Des troisièmes enfin ne croient pas notre fromage capable de supporter l’énorme charge qu’entraîne l’impression sur papier :
— Des clichés métalliques eux-mêmes, objectent ces messieurs, s’écrasent rapidement à ce métier. Que sera-ce donc, avec vos pauvres quatre ronds de fromgi !...
Etc., etc., etc.
Le plus triste, c’est que toutes ces désobligeantes réflexions reposent sur un incontestable fond de vérité : oui, son odeur n’est pas de celle qu’on recherche pour le mouchoir, et oui, sa résistance aux fortes pressions est illusoire.
Au moment où, découragé de mener à bien cette intéressante entreprise, j’allais jeter le manche après la cognée, un inconnu sonnait à ma porte, un citoyen de la libre Helvétie, un grand fabricant du fromage de Gruyère.
— Bonjour, monsieur, me fit le robuste montagnard et, au nom de ma généreuse patrie, merci !
Puis le monsieur m’expliqua qu’une crise sévit sur son industrie et que, de même le Midi pâtit de la mévente des vins, de même la Suisse connaît celle non moins douloureuse du fromage de Gruyère.

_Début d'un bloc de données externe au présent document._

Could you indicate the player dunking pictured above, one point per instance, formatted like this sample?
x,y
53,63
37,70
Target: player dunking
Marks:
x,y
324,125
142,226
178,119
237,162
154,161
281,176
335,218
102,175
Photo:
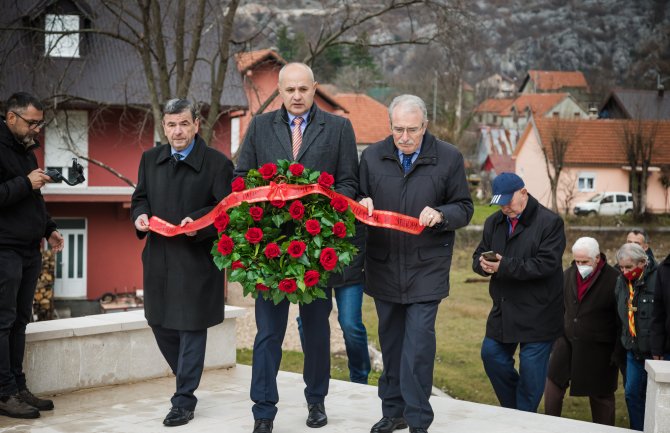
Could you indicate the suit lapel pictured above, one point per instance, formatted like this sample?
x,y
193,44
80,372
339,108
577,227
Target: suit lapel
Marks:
x,y
283,137
313,130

— Heureusement, ajouta-t-il poliment, que vous étiez là, cher monsieur, pour empêcher la catastrophe définitive. Mais permettez-moi de vous faire remarquer que vous faites fausse route en voulant remplacer par du gruyère l’ancienne pierre lithographique. Là ne gît pas la sage solution du problème.
— Et, cher monsieur, où gît-elle, la sage solution du problème ?
— Là !
Et l’homme sortit de sa serviette une large feuille que je pris d’abord pour une feuille de papier, mais qui, je m’en aperçus tout de suite, n’était autre qu’une feuille extrêmement mince de fromage de Gruyère, d’une blancheur, d’une souplesse, d’une homogénéité parfaites ; et, de trous, pas la moindre trace.
— J’ai réalisé cette feuille en fondant du gruyère à une certaine température et en découpant le bloc ainsi obtenu par feuilles minces, grâce à un couteau mécanique qui peut débiter, à l’heure, des milliers de feuilles semblables à celle que vous avez dans les mains. Bien que d’un prix légèrement supérieur à celui du papier, ces feuilles de gruyère remplaceront facilement ce dernier, aussi bien dans la confection de livres que dans celles des journaux, car elles présenteront sur lui l’avantage une fois lues, de pouvoir servir à l’alimentation.
— Parfait ! parfait !
— Il faudra bien entendu, pour que la comestibilité en soit sans danger, qu’on emploie une encre d’imprimerie spéciale, tel, par exemple, un amalgame de truffes et de jaune d’œuf.
— Et c’est désormais que les expressions « déguster une chronique » ou « dévorer son feuilleton » pourront se prendre au pied de la lettre.
— De même qu’on pourra parler sans hyperbole de « lectures substantielles ».